Shaughnessy: I laughed when you told the class you were like Mikey in the cereal commercial from the ‘70s.
Ellis: Yes, Mikey from the Life cereal commercials: "Let's get Mikey. He'll eat anything." But now it’s "Let's call Julie. She won't say no to anything." That was a really fun class. I think it went well. The audience was very engaged, and Carl is a good counterpart to me because he has a great mind for the global picture. I still tend to spend most of my world paying attention to the details to make sure that everything works out okay. We could banter back and forth about that.
Shaughnessy: Yeah, a lot of designers don't have that sort of circumspect view where you take all of these other things into account. I know you and Carl were at the show last year. Did you teach together last year too?
Ellis: No, we did not teach together last year. He was the keynote speaker last year, but Altium changes keynote speakers from time to time. I actually asked him if he would be interested in doing a class with me; he agreed, and it was fun. Carl is a great guy. He's fun to work with.
Shaughnessy: That panel was really good too. Did you learn anything interesting on that panel?
Ellis: I learned more about Industry 4.0 and how to apply it, which I thought was very interesting. I'm learning more about that. I look at the fabrication processes that we have—25 major processes with hundreds of chemistry tanks. In my mind, it seems so insurmountable to totally apply Industry 4.0 to a complete fabrication site. I look forward to seeing how the industry solves this issue and applies this.
Shaughnessy: Yeah, I think it was Lee Ritchey who made a chart showing that there could be up to about 117 steps in a fabrication process.
Ellis: A lot of DFM guidelines are based on our registration through different processes. Our Toronto facility did a Kaizen exercise one time and identified 86 different locations in their process where parts could misregister. It could be copper to copper, layer to layer, solder mask to copper, solder mask to drill holes, or copper to drill holes. How do we apply all of this in Industry 4.0?
Shaughnessy: We're hearing people are waiting 50-week and even 80-week lead times. You can't find a lot of the discretes now; maybe there's less profit in manufacturing discretes. A lot of people are having a hell of a time just sourcing these components. Are you affected at all by the shortage of components?

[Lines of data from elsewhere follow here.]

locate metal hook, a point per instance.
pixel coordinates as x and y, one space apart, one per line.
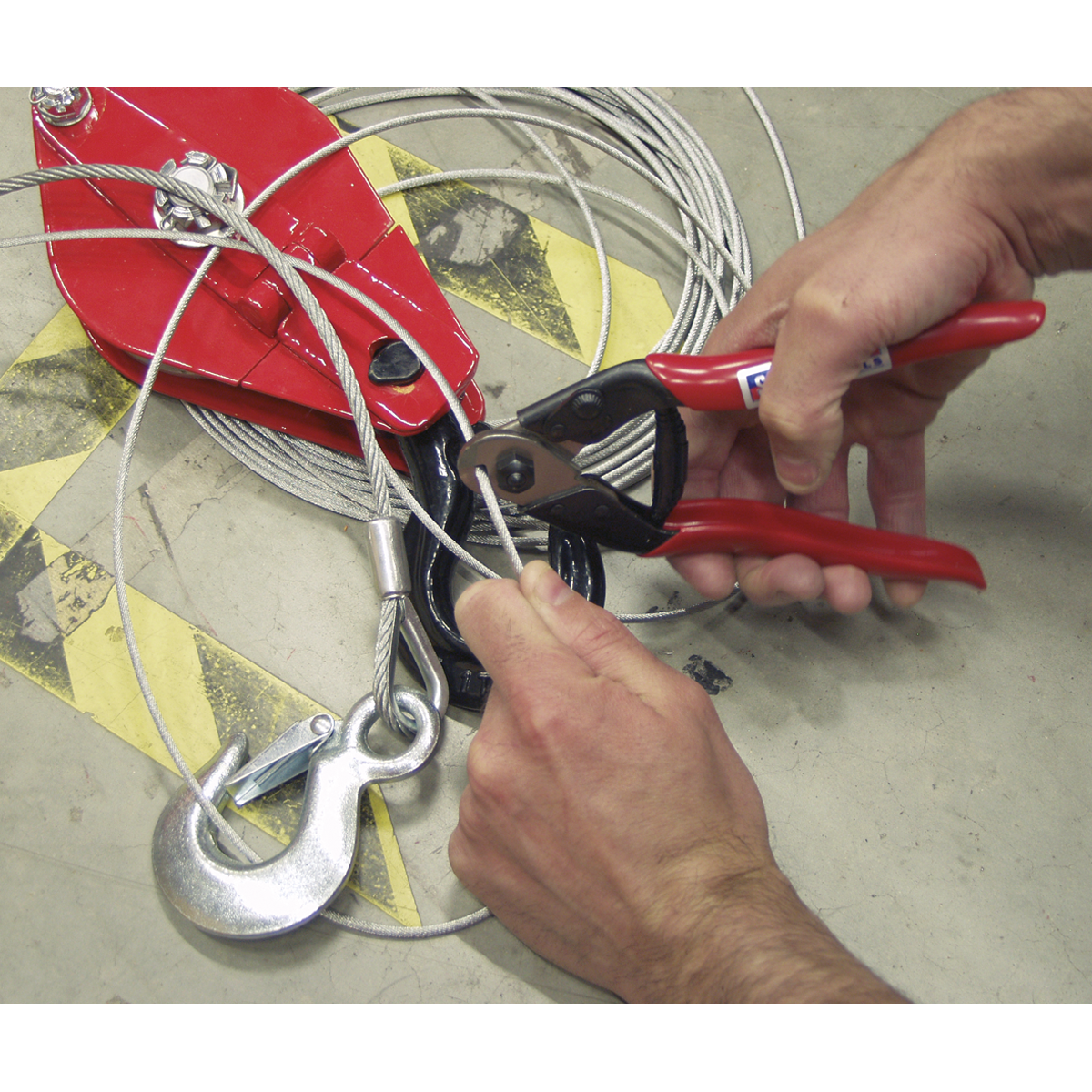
230 899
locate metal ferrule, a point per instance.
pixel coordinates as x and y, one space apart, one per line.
389 561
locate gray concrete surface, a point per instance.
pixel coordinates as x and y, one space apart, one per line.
926 773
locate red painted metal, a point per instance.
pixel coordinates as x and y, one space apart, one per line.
245 348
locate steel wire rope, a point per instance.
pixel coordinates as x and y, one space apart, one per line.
288 273
632 468
704 326
642 432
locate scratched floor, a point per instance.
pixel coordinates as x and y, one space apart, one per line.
926 774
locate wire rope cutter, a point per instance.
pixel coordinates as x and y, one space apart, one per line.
529 467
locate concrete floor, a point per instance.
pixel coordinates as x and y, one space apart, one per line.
926 773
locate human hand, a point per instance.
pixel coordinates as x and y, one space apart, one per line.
956 222
611 824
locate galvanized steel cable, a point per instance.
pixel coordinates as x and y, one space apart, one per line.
693 183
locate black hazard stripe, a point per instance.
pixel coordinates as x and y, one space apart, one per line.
484 250
59 622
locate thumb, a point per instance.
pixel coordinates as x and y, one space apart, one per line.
595 636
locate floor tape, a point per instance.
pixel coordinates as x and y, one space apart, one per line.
59 621
60 625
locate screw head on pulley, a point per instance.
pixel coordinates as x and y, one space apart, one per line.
206 173
61 106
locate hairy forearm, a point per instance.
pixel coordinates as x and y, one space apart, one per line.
760 944
1026 158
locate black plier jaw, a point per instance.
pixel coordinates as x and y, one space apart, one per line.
527 465
543 480
592 409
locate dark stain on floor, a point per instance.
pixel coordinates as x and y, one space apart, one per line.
707 675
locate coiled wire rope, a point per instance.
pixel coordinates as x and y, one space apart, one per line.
653 141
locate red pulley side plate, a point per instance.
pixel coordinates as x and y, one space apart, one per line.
244 347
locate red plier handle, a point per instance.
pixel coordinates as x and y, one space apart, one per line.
528 468
734 525
734 381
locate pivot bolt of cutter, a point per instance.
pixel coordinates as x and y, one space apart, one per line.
516 472
61 106
205 173
588 405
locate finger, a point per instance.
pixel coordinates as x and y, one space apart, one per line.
595 636
507 634
896 491
817 355
781 581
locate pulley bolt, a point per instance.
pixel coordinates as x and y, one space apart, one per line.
205 173
61 106
516 472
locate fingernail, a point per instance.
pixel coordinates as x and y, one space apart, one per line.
797 473
545 584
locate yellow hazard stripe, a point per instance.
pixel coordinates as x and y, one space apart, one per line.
558 266
60 626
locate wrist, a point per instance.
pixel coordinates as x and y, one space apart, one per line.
1025 159
757 943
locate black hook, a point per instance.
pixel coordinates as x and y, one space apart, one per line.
431 457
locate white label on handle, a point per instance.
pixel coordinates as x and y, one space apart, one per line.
753 379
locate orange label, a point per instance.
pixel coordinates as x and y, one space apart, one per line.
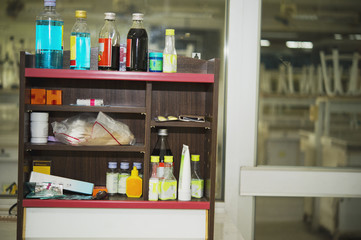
105 52
129 51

Ellis: Yes, I think a lot of it has to do with electric vehicles and the shortage of capacitors. It doesn't affect me as much. I get a few customers who ask if we do embedded chip components in PCBs. As a result, we still have to find the components. So, it hasn't affected me personally, but it does affect our ability to deliver boards for some customers, or customers may not order as many circuit boards if they can't find the components to go on them.
Shaughnessy: Is there anything we haven’t discussed that you’d like to before we finish? How is your horse doing? A lot of readers liked the photo of you riding your horse in the last article.

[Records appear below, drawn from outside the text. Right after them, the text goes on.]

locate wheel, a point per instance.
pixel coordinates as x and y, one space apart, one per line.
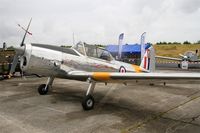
42 90
88 102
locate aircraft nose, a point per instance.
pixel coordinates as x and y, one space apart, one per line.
20 50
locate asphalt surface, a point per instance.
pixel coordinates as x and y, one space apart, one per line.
135 108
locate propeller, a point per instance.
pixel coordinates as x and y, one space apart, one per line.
20 50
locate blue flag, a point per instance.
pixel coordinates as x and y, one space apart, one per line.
142 42
121 37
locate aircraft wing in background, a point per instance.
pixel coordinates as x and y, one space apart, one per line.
114 77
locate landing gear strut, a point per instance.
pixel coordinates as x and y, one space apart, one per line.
44 88
88 100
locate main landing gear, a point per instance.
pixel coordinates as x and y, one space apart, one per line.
88 100
44 88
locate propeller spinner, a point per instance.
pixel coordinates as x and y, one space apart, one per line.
20 50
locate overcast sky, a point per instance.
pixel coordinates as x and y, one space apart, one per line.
100 21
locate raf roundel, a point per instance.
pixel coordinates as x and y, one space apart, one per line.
122 69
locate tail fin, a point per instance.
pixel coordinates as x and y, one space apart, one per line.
148 61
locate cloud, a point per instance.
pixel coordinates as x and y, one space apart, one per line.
100 21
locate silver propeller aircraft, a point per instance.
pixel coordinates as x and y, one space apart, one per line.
85 63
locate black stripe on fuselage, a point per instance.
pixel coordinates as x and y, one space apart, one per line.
56 48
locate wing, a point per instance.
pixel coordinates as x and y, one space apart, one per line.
134 77
169 58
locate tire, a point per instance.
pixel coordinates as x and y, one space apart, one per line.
88 102
42 90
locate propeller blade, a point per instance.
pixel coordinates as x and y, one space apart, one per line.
26 31
181 55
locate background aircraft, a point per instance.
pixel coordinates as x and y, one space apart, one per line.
86 63
185 59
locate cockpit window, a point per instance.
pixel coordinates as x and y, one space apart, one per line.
80 48
93 51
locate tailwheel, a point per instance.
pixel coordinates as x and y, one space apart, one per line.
43 89
88 102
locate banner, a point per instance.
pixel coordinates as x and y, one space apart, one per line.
142 42
120 41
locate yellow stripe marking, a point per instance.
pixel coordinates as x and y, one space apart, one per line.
102 76
137 69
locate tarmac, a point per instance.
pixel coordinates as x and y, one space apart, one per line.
135 108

Ellis: Oh, the horse is doing very well. I took riding lessons on him every Saturday morning, but my trainer has a knee injury, so he's out. I'm doing lighter exercises on the horse because I'm not motivated by the lessons. Maybe he's a lazy horse. He would rather be scratched and rubbed and everything, so he's happy with the lighter workload.
Shaughnessy: Our editor Nolan Johnson just joined our company a few months ago and has a couple of horses too. Everybody in this industry has some way to blow off steam.
Ellis: We live on a wildlife refuge, and there are very large hills. We also do Nordic walking to stay in shape. We've been doing that since Christmas, and it's been really fun. I probably walk about 20 miles a week.
Shaughnessy: Well, it’s been great talking with you, as usual. Thank you for your time.
Ellis: Thanks, Andy. I appreciate it.